The Quarto template for this assignment may be found in the
repository at the following link: https://classroom.github.com/a/1VA3G83W
We will use a subset of the diamonds dataset; it is
available in your directory. Here we will formally describe some of the
variables which you will be using:
price: price in dollars
carat: the carat weight of the diamond
cut: the quality of the cut (in increasing order of
desirability, the categories are Fair, Good, Very Good, Premium,
Ideal)
color the color of the diamond, graded in letters from
J through D (lower letters are better color, so we would prefer a D
diamond vs. a J diamond)
clarity: the clarity of the diamond (in increasing
order of desirability, the categories are I1, SI2, SI1, VS2, VS1, VVS2,
VVS1, IF)
Important: Please continue to make regular commits
and follow good coding practices (e.g., with not having code run off the
page). As well, suppress warnings and messages in your R code
chunks.
Note: “log(x)” refers to natural log (base \(e\)). “log2(x)” refers to log base 2. Be
careful in the following exercises!
- Create a linear model with log(price) (natural log) as the response
variable and log2(carat) (base 2), color, and clarity as predictors.

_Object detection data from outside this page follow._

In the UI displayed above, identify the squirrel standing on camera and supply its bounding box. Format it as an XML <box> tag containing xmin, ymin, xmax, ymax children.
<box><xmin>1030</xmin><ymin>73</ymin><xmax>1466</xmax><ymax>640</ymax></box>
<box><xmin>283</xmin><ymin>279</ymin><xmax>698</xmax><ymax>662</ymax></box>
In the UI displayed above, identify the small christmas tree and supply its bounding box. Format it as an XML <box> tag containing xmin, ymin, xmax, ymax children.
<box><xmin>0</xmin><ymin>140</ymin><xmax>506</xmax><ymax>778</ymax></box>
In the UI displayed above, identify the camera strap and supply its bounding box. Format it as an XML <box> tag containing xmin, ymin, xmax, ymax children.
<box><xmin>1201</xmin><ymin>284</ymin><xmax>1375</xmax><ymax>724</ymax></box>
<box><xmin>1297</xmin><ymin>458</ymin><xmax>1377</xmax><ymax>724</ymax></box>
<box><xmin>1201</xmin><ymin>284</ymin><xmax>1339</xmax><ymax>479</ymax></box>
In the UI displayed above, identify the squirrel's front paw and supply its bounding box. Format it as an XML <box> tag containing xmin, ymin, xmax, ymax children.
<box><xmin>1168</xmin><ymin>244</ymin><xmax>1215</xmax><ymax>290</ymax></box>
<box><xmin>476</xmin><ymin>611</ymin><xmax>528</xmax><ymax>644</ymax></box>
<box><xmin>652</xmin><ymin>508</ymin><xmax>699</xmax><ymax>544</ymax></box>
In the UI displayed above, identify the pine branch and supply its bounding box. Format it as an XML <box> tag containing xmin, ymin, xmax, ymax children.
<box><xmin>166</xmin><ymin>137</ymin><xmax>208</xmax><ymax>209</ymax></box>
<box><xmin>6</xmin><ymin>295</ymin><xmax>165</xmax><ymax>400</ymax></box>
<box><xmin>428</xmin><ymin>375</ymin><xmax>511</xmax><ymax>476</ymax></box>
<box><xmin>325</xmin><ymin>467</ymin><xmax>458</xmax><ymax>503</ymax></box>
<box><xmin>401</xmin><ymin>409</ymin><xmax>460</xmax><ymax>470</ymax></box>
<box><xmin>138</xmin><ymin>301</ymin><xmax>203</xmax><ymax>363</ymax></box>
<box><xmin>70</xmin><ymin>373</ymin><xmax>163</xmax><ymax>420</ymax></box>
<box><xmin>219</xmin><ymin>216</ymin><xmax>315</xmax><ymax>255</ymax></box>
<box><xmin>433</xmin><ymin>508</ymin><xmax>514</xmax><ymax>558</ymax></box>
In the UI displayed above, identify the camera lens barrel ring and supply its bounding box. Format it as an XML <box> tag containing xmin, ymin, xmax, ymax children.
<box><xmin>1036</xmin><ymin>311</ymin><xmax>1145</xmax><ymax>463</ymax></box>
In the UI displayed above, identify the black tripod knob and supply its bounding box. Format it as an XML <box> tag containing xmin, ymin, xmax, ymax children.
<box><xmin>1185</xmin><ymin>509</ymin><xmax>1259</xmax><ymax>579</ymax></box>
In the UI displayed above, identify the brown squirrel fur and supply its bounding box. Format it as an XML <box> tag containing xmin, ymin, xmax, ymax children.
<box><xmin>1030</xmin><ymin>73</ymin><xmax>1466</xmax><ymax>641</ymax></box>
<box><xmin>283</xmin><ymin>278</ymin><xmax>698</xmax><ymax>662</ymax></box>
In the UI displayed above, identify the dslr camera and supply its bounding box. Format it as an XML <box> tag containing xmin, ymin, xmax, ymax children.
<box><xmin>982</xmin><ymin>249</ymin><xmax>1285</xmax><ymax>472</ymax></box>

Describe the relationship between carat and price (while holding color
and clarity constant) as estimated by this model. Make sure your
explanation is on the original scales for carat and price (i.e.,
un-transformed).
- Evaluate whether the linear model assumptions for your model are
satisfied. You may assume independence is reasonable.
- Fit another linear model with log(price) (natural log) as the
response variable and log2(carat) (base 2) as the only
predictor. Provide and compare the RMSEs of these two models. Which
model seems to do better in terms of RMSE? What is the unit of the RMSE
of the model?
- Compare these two models - is there evidence that additionally
including color and clarity in the model is “helpful” somehow? Carry out
a formal test of the following hypotheses at the \(\alpha = 0.001\) significance level.
If you cannot carry out this test, explain why.:
- \(H_0\): All of the slopes
corresponding to the color and clarity terms are zero (while adjusting
for log2(carat))
- \(H_1\): At least one of the slopes
corresponding to the color or clarity terms are non-zero (while
adjusting for log2(carat))
- Consider the model with log(price) as the response variable and only
log2(carat) as the predictor. Suppose you wanted to compare it to a
model with log(price) as the response and only color/clarity as the
predictors. Describe how you might carry out a formal hypothesis test to
compare these two models. If you cannot carry out this test,
explain why.
- Consider the model on page 31 of the slides from Feb. 14. What do
you predict happens to price given a one unit change in carat size?